The Financial Conduct Authority (FCA) said it held a “constructive” meeting, after summoning banks to discuss concerns surrounding interest rates for savers lagging behind the cost of mortgages.
“We have challenged firms where their decision making has been slow,” read a statement from the regulator. “Those in the room recognised that they needed to do more to help their consumers access the best rates - we too recognise there is a need for further guidance, and will continue our focus on this.
“We have previously committed to reporting at the end of the month on how the savings market is supporting savers to benefit from higher interest rates; we will set out then whether further steps are needed.”
A new consumer duty will come into force at the end of July, forcing financial firms to put customers at the heart of what they do.
The FCA said that through preparation for the consumer duty, “we have started to see some positive action by banks and building societies to improve their rates, and to ensure their customers are benefiting from better value products”, adding: “We now want to see that progress accelerate.”
The regulator stated that it is also increasingly seeing customers switching their savings products to those with higher rates, urging savers to shop around to make sure they’re getting the best deal.
Yesterday there were also discussions about how the new consumer duty would set a new standard for firms from the end of July, including on savings rates.
David Postings, chief executive of UK Finance, which represents the banking and finance industry, said: “The savings market is competitive, with a wide range of different accounts available to help people with their individual saving needs, but we always encourage customers to shop around for the type of account that best suits them.
“We look forward to continuing to work with the regulator on this important topic.”
Bosses from HSBC, NatWest, Lloyds and Barclays were among those invited to the meeting.
According to data from Moneyfactscompare, the average easy access savings rate on offer is 2.49%.
Average two and five-year fixed-rate mortgage rates recently broke through the 6% mark for the first time this year, having previously been above 6% during the market volatility that followed last autumn’s mini-budget.
The average two-year fixed homeowner mortgage rate is 6.52% and the average five-year fixed mortgage rate is 6.02%.
The Bank of England base rate is currently 5%, having increased 13 times in a row as it tries to subdue stubbornly high inflation.
The Treasury Committee has been among those pressing banks to address concerns about the savings rates being paid.
Providers have been adjusting some savings rates upwards in recent days, and on Thursday morning there was a flurry of new savings announcements.

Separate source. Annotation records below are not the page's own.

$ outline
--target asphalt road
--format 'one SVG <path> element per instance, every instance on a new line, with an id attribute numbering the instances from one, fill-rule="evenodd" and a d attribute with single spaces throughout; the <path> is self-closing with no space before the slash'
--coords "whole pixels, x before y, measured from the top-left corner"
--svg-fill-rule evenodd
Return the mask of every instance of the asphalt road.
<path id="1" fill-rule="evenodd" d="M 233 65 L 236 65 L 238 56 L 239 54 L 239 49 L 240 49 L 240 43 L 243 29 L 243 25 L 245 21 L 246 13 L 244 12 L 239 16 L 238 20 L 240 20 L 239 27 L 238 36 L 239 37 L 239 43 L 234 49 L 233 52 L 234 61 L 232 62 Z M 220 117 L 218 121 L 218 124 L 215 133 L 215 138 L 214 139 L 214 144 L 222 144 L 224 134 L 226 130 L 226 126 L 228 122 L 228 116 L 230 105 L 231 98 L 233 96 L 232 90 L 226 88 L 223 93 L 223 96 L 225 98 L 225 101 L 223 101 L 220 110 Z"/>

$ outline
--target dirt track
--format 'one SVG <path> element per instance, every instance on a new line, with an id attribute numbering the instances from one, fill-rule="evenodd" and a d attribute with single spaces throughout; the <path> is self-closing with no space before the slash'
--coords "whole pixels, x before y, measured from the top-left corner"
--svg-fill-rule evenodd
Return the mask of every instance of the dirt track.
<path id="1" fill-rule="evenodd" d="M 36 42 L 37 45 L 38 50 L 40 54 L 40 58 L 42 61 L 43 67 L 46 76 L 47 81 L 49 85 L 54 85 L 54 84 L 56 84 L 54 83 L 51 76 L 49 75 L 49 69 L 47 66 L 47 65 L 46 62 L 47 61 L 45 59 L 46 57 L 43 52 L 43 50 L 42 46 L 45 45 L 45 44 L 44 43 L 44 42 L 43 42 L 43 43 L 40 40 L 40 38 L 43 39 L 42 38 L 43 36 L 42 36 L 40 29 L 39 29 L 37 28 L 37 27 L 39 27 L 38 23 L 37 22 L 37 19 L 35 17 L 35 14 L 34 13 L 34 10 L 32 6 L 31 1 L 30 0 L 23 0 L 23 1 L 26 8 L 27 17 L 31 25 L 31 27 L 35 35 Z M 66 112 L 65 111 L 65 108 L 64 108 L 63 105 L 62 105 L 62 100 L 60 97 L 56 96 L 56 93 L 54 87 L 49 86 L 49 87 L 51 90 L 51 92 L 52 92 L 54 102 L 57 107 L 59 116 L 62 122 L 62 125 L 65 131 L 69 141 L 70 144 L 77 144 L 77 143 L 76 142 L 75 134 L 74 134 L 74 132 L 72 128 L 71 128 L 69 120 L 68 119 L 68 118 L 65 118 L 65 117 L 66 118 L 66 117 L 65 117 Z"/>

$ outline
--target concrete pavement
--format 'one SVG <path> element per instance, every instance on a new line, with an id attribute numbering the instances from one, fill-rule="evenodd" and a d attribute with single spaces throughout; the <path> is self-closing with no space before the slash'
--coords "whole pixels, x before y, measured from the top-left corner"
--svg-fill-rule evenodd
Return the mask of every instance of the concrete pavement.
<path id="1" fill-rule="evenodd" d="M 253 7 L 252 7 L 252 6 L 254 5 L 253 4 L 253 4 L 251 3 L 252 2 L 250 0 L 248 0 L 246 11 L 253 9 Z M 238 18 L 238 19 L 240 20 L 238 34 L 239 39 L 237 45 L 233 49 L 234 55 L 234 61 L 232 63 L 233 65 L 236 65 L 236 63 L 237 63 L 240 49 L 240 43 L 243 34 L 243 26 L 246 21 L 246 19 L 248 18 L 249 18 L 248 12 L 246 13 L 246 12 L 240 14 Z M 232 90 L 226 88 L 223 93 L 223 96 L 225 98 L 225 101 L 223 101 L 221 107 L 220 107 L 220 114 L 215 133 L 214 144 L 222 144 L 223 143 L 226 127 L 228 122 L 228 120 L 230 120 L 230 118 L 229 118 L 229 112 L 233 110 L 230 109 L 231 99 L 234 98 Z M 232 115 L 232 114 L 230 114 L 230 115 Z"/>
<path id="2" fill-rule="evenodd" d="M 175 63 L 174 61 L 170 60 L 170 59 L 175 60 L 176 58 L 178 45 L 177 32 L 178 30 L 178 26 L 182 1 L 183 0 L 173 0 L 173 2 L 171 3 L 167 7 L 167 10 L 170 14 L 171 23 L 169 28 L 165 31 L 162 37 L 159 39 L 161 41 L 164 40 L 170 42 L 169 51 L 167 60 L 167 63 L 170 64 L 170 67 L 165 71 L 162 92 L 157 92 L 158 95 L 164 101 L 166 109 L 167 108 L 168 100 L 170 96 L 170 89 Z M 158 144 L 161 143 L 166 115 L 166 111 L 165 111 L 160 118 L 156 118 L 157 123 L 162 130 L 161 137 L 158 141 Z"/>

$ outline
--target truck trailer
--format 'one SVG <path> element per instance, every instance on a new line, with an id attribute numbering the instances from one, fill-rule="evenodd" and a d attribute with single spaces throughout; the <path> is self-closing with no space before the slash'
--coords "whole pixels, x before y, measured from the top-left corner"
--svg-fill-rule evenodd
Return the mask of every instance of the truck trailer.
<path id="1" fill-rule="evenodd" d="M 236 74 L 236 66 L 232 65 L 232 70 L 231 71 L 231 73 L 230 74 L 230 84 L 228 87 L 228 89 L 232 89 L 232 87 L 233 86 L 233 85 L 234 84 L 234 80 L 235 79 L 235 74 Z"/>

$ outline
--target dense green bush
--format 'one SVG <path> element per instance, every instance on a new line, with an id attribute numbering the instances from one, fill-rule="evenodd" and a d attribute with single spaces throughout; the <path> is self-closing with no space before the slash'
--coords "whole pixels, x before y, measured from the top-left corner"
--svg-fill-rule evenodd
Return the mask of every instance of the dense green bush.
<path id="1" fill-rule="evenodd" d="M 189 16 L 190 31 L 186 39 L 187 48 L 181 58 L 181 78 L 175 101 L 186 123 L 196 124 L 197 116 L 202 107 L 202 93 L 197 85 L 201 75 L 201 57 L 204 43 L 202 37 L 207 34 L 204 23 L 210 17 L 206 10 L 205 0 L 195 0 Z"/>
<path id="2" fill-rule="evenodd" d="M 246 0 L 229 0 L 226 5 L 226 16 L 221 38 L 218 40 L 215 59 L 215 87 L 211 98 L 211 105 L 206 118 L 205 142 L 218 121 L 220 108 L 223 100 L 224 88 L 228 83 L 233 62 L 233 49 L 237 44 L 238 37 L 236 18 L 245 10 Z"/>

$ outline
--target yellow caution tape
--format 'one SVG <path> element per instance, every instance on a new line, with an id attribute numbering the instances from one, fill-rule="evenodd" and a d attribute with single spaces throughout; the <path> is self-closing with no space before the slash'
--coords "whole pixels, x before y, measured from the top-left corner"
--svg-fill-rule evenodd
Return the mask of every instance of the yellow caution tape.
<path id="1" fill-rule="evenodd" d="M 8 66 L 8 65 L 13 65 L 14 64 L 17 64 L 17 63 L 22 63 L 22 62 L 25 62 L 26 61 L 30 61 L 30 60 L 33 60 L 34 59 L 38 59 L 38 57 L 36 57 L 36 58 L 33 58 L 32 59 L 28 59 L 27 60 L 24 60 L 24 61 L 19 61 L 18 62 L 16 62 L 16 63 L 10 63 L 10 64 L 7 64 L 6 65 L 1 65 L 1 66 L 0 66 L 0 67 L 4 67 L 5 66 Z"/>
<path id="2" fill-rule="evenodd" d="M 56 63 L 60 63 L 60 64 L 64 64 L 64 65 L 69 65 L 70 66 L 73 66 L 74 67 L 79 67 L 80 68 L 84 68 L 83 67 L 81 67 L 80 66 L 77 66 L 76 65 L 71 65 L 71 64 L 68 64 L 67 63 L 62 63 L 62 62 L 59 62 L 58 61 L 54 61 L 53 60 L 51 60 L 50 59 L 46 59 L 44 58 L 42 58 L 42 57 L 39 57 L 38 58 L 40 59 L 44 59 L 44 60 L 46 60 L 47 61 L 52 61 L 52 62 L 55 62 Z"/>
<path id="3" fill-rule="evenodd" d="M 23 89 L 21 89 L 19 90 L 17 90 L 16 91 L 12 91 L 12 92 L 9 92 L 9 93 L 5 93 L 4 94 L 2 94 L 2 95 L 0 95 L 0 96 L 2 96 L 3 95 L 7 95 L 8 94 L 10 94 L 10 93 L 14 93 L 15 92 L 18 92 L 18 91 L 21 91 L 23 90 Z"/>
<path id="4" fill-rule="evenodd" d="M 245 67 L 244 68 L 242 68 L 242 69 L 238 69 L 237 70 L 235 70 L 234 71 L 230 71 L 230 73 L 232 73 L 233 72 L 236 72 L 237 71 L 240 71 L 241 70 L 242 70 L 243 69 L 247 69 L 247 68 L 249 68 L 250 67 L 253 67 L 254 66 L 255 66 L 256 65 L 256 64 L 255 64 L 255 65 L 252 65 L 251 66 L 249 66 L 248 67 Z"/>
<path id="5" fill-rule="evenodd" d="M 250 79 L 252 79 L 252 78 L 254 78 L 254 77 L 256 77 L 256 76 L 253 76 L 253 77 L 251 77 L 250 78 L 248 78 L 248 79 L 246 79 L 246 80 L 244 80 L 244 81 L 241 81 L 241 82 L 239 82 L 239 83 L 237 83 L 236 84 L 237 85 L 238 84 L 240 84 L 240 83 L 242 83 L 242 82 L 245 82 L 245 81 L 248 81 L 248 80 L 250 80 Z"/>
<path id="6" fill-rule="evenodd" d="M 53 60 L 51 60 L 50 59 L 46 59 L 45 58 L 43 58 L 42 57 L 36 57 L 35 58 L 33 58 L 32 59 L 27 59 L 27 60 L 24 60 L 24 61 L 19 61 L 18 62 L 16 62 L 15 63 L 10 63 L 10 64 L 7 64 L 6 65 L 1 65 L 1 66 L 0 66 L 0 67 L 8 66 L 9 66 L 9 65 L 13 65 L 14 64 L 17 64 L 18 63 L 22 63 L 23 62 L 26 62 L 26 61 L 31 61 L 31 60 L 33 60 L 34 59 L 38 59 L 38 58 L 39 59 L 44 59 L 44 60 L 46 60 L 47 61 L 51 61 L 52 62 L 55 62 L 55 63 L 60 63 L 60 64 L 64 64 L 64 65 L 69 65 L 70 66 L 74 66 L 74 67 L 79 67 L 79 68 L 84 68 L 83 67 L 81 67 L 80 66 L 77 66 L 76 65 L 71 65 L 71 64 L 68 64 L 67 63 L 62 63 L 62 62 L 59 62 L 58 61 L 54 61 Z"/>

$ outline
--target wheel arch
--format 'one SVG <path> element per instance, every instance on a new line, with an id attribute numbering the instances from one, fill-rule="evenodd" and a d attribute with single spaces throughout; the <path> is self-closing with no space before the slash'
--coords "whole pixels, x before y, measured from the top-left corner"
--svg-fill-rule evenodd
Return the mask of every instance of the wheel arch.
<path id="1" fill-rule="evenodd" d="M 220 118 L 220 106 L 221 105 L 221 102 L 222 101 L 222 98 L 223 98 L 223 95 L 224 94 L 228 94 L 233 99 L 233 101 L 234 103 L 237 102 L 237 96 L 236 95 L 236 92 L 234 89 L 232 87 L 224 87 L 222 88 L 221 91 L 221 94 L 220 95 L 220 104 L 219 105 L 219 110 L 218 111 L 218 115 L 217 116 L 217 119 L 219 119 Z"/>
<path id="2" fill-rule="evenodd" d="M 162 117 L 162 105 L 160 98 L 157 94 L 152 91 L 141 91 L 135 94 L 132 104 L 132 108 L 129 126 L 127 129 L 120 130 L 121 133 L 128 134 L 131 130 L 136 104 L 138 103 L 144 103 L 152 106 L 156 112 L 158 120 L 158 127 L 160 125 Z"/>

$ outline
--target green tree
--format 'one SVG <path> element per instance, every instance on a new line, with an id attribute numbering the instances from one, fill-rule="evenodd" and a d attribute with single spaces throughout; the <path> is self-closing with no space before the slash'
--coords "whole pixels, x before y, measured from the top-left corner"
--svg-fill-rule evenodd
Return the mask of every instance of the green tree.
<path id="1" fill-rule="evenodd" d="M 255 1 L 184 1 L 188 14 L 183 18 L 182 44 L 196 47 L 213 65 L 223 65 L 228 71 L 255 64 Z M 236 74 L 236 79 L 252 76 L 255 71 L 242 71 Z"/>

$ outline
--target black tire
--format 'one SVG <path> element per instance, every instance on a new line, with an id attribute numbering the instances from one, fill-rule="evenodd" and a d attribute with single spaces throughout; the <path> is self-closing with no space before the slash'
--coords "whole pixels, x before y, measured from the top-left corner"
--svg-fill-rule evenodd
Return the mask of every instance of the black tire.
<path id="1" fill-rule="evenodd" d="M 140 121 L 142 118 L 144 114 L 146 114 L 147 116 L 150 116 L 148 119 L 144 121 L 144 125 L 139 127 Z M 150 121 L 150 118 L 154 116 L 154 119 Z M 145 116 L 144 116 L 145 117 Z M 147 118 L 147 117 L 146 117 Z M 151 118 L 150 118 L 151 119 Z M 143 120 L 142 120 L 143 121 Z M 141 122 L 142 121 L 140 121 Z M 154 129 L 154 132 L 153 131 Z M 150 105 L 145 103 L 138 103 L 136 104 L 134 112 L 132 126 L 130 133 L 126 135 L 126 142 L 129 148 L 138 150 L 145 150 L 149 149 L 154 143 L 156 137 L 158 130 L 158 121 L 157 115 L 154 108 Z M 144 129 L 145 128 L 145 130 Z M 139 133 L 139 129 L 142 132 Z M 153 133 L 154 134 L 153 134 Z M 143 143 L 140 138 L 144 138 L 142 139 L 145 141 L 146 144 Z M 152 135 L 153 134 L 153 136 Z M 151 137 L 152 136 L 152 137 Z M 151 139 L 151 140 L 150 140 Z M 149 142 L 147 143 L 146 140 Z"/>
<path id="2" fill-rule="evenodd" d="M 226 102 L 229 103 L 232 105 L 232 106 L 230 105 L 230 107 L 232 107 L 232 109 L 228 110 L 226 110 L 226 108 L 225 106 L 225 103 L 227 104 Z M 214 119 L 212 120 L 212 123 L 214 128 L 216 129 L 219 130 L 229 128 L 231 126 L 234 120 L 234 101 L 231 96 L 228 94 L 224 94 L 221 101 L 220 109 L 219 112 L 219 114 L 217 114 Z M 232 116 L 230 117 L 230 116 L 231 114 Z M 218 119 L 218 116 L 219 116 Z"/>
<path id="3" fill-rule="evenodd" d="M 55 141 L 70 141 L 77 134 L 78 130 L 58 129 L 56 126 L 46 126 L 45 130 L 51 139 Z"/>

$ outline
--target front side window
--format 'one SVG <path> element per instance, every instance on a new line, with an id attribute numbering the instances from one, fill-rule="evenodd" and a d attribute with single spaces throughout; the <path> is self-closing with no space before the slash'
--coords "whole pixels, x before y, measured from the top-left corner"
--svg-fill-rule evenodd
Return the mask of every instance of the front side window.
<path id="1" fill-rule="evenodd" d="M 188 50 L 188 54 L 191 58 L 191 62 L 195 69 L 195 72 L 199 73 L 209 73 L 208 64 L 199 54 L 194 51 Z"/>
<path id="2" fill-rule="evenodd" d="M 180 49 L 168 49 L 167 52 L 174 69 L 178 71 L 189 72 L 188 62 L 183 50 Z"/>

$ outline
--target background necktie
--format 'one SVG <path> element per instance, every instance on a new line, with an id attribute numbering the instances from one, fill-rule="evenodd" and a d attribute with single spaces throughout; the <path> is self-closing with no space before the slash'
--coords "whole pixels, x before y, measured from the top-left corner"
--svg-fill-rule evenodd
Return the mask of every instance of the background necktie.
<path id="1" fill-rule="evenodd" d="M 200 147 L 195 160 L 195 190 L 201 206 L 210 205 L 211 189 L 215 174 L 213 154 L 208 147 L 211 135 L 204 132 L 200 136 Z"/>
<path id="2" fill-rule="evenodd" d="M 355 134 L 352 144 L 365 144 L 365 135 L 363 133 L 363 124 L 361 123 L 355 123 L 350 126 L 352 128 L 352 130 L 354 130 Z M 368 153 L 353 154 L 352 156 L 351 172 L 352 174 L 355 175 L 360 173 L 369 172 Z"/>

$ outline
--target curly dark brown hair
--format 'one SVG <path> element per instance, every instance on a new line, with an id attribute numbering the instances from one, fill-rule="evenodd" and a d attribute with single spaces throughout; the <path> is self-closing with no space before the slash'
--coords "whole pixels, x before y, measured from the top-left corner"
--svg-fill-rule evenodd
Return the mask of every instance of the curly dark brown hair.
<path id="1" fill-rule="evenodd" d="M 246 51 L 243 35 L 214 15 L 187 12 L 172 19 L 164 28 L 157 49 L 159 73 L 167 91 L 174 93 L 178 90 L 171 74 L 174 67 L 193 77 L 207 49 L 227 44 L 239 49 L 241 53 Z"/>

Skipton Building Society launched a new bonus saver on Thursday, offering savers a rate of 4.22% in its first year, which then reverts to 3.6%.
HSBC announced on Thursday that some savings rate changes would take place from Friday, including new rates of 5.05% on its one-year fixed-rate saver and 5.1% on its two-year fixed-rate saver. This follows some savings rate increases on HSBC accounts unveiled last week.
Yorkshire Building Society launched a new range of fixed-rate Isas on Thursday, including a one-year fixed-rate Isa at 5.1% and a two-year fixed-rate Isa at 5.2%.
Meanwhile, Shawbrook launched a new easy access savings account on Thursday, paying a rate of 4.35%.
On Wednesday, Coventry Building Society unveiled a one-year fixed-rate Isa at 5.3% and a two-year fixed-rate Isa at 5.4%.
Nationwide Building Society also announced some new savings deals on Wednesday, including a one-year fixed-rate Isa and one-year fixed-rate bonds paying 5.1%.
Laith Khalaf, head of investment analysis at AJ Bell, said: “An astonishing amount of money, amounting to the tune of £250bn, is sitting in cash accounts paying no interest, according to Bank of England data.
“Savers shouldn’t wait for the banks to start paying decent rates on their accounts though, by voting with their feet, savers can obtain significantly better rates and put some much-needed competitive pressure on banks to boot.”
Jenny Ross, editor of Which? Money, said: “While high street banks are happy to pass on higher interest rates to mortgage holders, they continue to drag their heels when it comes to offering savers more competitive rates, so it’s right that the regulator is holding them to account.
“In the midst of the worst cost-of-living crisis in decades, it’s crucial that savers get a decent return on the money they’re able to put away – yet some of the country’s biggest banks continue to offer rates far below market-leading alternatives.
“The FCA’s consumer duty, which comes into force later this month, must be used to hold high street banks’ feet to the fire and ensure more firms do the right thing.”
Asked previously whether the banks’ behaviour amounted to profiteering, Prime Minister Rishi Sunak’s official spokesman said: “It’s something the regulator is looking into.”
Government minister Chris Philp said it was “wrong” that some banks “haven’t increased the rates they pay savers commensurately”.
“I think the FCA are quite right to call them in and raise that forcefully,” he told Sky News. “We do need banks to behave in a way that’s fair, reasonable and is properly competitive as well.”